Next, I asked if they mask their neurodivergency at work to get by (“Masking” is a term used to describe the process of covering up the true self in order to try and blend in and go unnoticed). The scoring system registered 1 as “never needing to mask – I can be myself at all times” and 5 as “masking 100% of the time”: 72% of participants said they mask either the whole time or the majority of it; 24% said they felt the need to mask 50% or more of the time they were at work; 5% said they felt they could “unmask” at times but nobody felt they could be themselves consistently while at work.

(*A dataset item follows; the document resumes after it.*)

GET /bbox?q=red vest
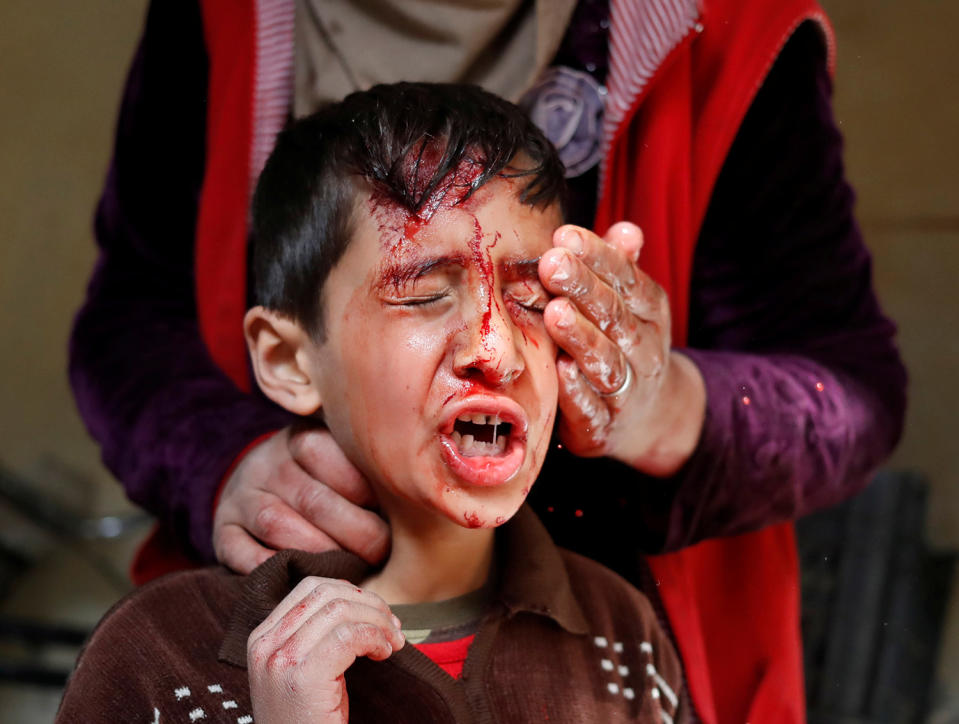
[597,2,833,722]
[187,1,835,721]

When it came to the question about how comfortable they felt discussing their neurodivergency, things were marginally more promising: 38% sat in the middle and said they felt neither particularly comfortable nor uncomfortable; 36% said they felt either not at all comfortable or only slightly comfortable. 10% said they felt mostly comfortable and 10% said they were very comfortable discussing it.

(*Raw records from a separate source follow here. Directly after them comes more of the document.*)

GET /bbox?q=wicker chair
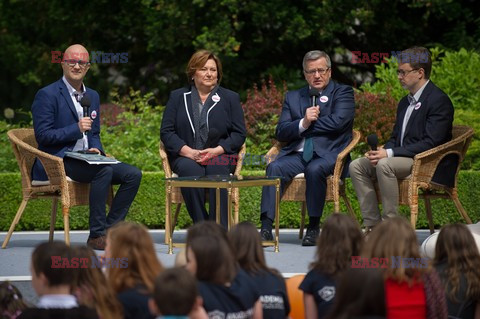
[2,128,112,248]
[265,130,361,238]
[375,125,474,233]
[159,142,247,244]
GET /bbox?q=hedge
[1,171,479,232]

The question about how sustainable they felt their careers in education were got very mixed results: 24% said not at all; 29% very unlikely to remain in education and 19% sat on the fence; 14% said they felt they could continue and another 14% said they felt they would definitely stay long-term. The last question was a biggy – a real POW! Question and one that was most important to me: What did they feel would have the biggest positive impact for them when it came to support? Overwhelmingly, the respondents chose options that were about mindset and ethos over costly, tangible supports: 52% said merely having a supportive and understanding leadership team would have the single biggest positive impact on their working lives as a neurodivergent staff
member in education; a further 33% chose the option of schools educating all children for neurodiversity and having an ethos of open conversations surrounding the subject; 10% then chose acceptance and understanding from their colleagues and only 5% chose physical/tangible supports. A staggering 95% of votes feel all that is needed is simply normalising of neurodiversity and an ethos of understanding, respect and validation. That is the monstrous firecracker at the end of the display for me – you know the
one that lights up the sky and makes everyone watching squint? BOOM! It has been my sole professional purpose to create accessible systems and educate staff in every school about the range of needs their learners may present and the changes we can make to remove as many of the barriers they face as possible. I am passionate about it. It has been my innermost drive since I was 17 years old. It has been hard. Hard to sway common practices in a system built on behaviourism. Hard to change mindsets and perceptions of “behaviour” in adults raised in a world which has valued compliance. But it has been harder to work effectively struggling with my own challenges in a system which I don’t feel has any room for my authentic self. I don’t believe for a second I would have risen up to fulfil my Senior Leader roles in curriculum, teaching and learning improvement and inclusive practice had I not spent my entire working time masking and trying to ensure nobody found out I am ADHD myself. I know many teachers and educators across the system have felt strongly for a long time there is this attitude of “give everything and just get it done”.
How sad it is the education system as a whole seems to have such little room for accepting and considering the staff, they have with similar challenges faced by the students posing the biggest conundrums for them right now. How powerful could it be for the children as well as the staff if those three, completely FREE measures were put into place?
1. Leadership teams who are supportive of neurodivergency
2. Educating the children for neurodiversity and having an ethos of open conversations about it
3. Acceptance and understanding from teachers and other school staff
How complicated is it really to just celebrate and validate everyone for exactly who they are? Because that is the real magic of true inclusion.